Meeting the Second Gentleman, Shofar in Hand



November 10, 2022

Jake Kornfeld headshot

When I was a kid, I would sometimes blow the shofar around the house, mostly to annoy my parents. They would always tell me to stop, and they made it clear that my shofar-blowing career would both begin and end at home. As I had no intention of becoming a rabbi or any sort of synagogue leader, my parents’ assumption seemed logical enough.

And yet, on September 22, 2022, I became the first person ever to blow the shofar at the Vice President’s residence, the Naval Observatory. This is an honor I will be proud of for the rest of my life. (My parents are proud, too.) I’m extremely thankful for the opportunity to have attended the interfaith Rosh Hashanah event, and I feel immensely proud of myself for completing the task of blowing the shofar in such exciting—and intimidating—conditions.

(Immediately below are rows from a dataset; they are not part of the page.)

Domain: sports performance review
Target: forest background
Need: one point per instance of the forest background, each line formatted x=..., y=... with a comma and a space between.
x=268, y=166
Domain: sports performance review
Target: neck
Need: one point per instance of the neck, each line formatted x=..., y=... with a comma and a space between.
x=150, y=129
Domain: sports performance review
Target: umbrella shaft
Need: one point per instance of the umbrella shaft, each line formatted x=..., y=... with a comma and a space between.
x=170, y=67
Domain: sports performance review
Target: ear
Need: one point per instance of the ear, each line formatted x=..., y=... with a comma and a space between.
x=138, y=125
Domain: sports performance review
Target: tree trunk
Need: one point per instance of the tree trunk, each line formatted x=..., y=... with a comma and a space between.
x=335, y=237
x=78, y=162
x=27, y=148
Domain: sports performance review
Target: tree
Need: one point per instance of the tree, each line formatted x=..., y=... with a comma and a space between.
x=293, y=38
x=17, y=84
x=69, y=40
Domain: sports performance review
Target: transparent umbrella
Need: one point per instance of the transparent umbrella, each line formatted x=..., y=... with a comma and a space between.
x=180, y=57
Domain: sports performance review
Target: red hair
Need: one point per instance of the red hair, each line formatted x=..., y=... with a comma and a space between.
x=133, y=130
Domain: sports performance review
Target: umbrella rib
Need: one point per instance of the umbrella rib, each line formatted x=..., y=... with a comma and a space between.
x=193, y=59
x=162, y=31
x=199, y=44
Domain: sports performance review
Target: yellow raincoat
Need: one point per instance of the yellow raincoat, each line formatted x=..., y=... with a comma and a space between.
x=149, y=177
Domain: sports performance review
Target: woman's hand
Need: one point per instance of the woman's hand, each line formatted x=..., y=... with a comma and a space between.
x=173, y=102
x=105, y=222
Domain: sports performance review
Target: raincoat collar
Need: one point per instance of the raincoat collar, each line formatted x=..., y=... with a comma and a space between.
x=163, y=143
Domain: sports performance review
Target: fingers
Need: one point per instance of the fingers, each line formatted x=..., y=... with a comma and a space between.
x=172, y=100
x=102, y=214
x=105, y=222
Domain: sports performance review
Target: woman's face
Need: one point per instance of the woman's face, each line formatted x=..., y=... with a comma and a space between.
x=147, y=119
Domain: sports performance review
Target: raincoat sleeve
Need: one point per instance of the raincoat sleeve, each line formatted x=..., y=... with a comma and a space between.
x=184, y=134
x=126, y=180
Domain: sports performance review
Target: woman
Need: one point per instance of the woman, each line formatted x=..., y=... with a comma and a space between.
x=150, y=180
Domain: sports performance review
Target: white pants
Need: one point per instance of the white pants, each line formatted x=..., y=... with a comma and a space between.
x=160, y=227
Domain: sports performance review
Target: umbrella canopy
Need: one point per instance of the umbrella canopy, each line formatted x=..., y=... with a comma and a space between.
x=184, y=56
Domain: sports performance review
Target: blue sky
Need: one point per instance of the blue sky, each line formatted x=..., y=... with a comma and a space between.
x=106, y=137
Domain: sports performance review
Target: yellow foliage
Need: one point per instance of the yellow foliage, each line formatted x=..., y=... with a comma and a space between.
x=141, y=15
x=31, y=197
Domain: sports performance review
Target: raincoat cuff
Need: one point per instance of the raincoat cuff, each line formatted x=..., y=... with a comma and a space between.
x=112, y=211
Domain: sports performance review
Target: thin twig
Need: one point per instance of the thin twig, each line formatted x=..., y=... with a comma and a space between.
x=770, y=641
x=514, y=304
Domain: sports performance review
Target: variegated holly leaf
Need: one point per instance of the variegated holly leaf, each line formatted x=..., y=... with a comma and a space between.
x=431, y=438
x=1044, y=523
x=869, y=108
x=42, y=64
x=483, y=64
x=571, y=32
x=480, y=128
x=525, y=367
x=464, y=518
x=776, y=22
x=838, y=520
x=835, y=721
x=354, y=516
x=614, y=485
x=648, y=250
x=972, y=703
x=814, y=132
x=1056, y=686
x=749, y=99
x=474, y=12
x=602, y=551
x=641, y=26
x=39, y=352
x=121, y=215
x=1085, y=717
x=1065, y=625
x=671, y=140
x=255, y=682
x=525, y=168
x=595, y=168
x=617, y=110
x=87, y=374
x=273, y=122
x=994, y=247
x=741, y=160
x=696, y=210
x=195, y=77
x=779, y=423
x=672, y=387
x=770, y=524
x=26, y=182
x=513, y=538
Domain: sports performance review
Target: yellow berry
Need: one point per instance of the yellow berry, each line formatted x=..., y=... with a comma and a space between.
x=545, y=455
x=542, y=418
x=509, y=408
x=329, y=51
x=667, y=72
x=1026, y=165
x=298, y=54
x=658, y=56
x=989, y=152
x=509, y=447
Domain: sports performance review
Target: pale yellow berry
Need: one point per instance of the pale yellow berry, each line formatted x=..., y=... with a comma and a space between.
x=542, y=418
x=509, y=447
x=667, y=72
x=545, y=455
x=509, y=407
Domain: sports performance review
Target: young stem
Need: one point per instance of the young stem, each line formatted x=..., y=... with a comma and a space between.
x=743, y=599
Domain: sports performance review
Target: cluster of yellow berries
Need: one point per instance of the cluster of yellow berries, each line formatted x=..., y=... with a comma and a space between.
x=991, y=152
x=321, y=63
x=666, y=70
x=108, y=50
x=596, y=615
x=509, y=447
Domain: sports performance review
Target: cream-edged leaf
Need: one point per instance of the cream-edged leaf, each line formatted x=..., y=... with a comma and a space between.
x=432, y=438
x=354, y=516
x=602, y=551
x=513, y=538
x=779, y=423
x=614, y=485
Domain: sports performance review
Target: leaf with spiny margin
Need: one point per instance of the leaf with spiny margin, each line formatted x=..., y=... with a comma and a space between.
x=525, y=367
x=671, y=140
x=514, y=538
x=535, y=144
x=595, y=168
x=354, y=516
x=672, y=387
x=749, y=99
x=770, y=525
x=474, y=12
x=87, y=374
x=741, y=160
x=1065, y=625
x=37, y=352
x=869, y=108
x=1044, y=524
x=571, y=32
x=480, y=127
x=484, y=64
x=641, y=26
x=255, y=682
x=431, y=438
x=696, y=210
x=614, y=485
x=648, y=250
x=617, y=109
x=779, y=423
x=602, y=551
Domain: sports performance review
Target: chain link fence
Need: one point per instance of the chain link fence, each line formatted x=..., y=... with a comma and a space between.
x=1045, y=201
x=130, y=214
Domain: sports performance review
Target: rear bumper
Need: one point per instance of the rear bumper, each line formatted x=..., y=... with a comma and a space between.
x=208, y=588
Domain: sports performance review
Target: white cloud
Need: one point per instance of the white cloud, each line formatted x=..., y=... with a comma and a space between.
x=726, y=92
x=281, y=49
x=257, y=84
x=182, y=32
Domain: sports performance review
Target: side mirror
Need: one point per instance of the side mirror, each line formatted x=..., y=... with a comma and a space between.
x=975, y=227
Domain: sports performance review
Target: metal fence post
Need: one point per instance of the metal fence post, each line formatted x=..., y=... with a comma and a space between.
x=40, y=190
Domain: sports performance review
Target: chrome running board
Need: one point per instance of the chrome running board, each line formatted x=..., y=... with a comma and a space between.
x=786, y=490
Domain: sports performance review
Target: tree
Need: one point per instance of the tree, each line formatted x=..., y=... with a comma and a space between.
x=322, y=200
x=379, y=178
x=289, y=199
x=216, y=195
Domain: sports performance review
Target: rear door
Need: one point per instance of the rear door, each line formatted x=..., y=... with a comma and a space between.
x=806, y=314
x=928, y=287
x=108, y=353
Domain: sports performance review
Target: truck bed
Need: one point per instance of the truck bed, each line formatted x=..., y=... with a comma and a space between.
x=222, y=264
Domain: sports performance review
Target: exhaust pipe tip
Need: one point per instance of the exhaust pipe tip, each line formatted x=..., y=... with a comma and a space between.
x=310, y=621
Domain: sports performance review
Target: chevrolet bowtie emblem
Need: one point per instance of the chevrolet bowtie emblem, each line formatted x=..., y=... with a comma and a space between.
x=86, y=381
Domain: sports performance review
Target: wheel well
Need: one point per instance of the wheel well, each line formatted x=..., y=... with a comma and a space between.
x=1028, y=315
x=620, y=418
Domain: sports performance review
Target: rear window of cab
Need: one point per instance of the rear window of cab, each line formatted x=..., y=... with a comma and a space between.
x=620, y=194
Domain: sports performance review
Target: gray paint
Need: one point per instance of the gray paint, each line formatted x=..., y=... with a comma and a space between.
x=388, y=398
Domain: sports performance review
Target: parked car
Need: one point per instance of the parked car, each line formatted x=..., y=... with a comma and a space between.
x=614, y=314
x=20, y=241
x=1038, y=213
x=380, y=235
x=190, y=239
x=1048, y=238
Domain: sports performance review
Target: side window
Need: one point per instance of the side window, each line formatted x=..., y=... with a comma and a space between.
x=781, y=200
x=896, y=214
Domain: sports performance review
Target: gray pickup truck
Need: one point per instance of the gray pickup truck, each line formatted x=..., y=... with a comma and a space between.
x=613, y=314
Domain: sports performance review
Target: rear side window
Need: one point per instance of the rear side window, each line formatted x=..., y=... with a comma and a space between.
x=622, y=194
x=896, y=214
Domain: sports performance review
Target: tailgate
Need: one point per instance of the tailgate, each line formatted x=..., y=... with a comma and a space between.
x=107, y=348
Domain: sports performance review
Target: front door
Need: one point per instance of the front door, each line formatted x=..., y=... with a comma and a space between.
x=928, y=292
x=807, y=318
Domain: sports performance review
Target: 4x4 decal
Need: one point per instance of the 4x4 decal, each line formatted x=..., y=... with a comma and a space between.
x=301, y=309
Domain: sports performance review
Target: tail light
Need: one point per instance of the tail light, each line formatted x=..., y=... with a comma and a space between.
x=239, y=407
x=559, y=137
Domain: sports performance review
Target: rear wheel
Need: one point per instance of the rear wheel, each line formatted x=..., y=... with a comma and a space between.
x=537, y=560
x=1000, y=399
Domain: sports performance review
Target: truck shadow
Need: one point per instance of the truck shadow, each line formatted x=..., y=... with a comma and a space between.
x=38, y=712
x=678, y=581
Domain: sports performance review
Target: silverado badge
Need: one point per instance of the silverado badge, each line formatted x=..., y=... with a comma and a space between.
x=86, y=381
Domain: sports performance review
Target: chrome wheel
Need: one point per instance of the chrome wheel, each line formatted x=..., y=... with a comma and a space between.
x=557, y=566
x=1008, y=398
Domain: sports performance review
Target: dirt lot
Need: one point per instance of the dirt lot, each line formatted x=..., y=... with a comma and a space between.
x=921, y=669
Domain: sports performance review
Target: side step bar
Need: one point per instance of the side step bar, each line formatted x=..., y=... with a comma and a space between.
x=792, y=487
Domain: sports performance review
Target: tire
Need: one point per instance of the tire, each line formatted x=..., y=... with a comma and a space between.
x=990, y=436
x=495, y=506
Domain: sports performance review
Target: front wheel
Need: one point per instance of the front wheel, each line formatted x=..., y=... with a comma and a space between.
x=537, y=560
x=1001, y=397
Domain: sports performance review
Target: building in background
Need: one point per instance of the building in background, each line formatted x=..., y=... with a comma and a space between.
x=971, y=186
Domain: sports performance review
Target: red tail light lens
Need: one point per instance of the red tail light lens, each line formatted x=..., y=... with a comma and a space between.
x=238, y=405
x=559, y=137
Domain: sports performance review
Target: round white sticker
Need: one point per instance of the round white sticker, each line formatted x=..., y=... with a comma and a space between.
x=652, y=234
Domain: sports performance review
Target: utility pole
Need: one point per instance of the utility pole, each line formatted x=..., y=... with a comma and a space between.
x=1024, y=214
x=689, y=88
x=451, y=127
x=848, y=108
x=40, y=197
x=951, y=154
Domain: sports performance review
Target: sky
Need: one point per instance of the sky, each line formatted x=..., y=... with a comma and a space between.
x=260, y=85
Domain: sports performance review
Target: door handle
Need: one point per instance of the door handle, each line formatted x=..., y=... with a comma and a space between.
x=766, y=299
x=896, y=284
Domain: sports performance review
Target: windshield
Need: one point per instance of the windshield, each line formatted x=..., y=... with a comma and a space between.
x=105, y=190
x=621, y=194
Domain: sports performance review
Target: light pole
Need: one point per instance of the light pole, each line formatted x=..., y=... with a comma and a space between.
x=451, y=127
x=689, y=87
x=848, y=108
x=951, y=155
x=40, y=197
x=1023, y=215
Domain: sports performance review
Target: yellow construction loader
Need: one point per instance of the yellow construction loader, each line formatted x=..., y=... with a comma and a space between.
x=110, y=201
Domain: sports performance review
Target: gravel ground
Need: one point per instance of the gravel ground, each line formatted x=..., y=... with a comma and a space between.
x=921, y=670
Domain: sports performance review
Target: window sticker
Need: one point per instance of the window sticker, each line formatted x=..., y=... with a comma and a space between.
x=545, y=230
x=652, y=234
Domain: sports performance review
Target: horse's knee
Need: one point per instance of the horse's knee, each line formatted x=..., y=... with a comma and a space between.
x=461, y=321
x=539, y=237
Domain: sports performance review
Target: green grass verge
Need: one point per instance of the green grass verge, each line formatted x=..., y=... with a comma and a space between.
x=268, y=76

This journey started when Rabbi Daniel Novick, the Executive Director at George Mason Hillel, invited me to attend the event at the Vice President’s residence. I was so excited that I immediately called my parents. I didn’t tell them about the shofar, because at that point, I didn’t even know I would be blowing it. 

Then, when I got the email describing the event, I read that they still needed a shofar-blower. My friend encouraged me to volunteer, so I did. Even at this point, it was unlikely that the shofar-blower would be me. I hadn’t blown a shofar in years and didn’t feel confident. And in a final possible obstacle, the Second Gentleman’s team had not yet approved the blowing of the shofar at all! Luckily, on the day of the event, they said yes.

I got dressed up and brought with me the shofar Sydney Spanier, George Mason Hillel’s Springboard Fellow, had loaned me. This shofar is really special; Sydney had made it herself when a shofar-maker visited her Twin Cities community. When we got to the Naval Observatory, the security team gave the shofar a long look; after all, most people probably don’t bring ritual objects made from rams’ horns to this residence!

When the event started, I felt like I was floating. The situation didn’t seem real. Doug Emhoff, the Second Gentleman, was warm, casual, and seemed like a regular person living in extraordinary circumstances. We studied some Torah together, and the attendees had the chance to ask Mr. Emhoff questions. He talked about what it was like living in the Vice President’s residence. It was amazing to think about the fact that this wasn’t just the residence of the current Vice President and Second Gentleman; this was where Vice Presidents Pence, Biden, Cheney, and many others have lived.

Finally, I was told it was time for me to blow the shofar. I took the shofar out of the bag and stood up. I took a deep breath, hoping that I would be able to make the shofar produce the intended sound. Somewhat to my surprise, it worked. That was when Mr. Emhoff said, “You’re the first person in history to blow the shofar in this house.” He also asked if I had a lot of experience, and I told him the truth: I used to blow the shofar at home to annoy my parents. He laughed.

As we were leaving, I still hadn’t processed what had happened and what I had done. Eventually, it hit me what a huge honor it was to be the first to blow the shofar in such an important place, the Vice President’s residence. Mr. Emhoff is the first Jewish resident of that house, so he was making history. Because of him, I was able to contribute to history, too, both as a Jew and as a queer person. 

When you’re a queer Jew, you’re often the first to do something or to go someplace. Both Jews and queer people have been excluded and discriminated against for so long, and being able to take up space in such a significant place is really meaningful. As the grandson of Holocaust refugees, the meaning of this experience hits especially close to home. 

The Jewish people have a long and intense history, and being celebrated in one of the most important residences in the country is truly an honor I will always cherish. Hearing the shofar is a mitzvah, and the fact that I was able to provide that mitzvah for those gathered at the Second Gentleman’s Rosh Hashanah event is remarkable. I’m incredibly proud to have represented queer and Jewish people in this historic way.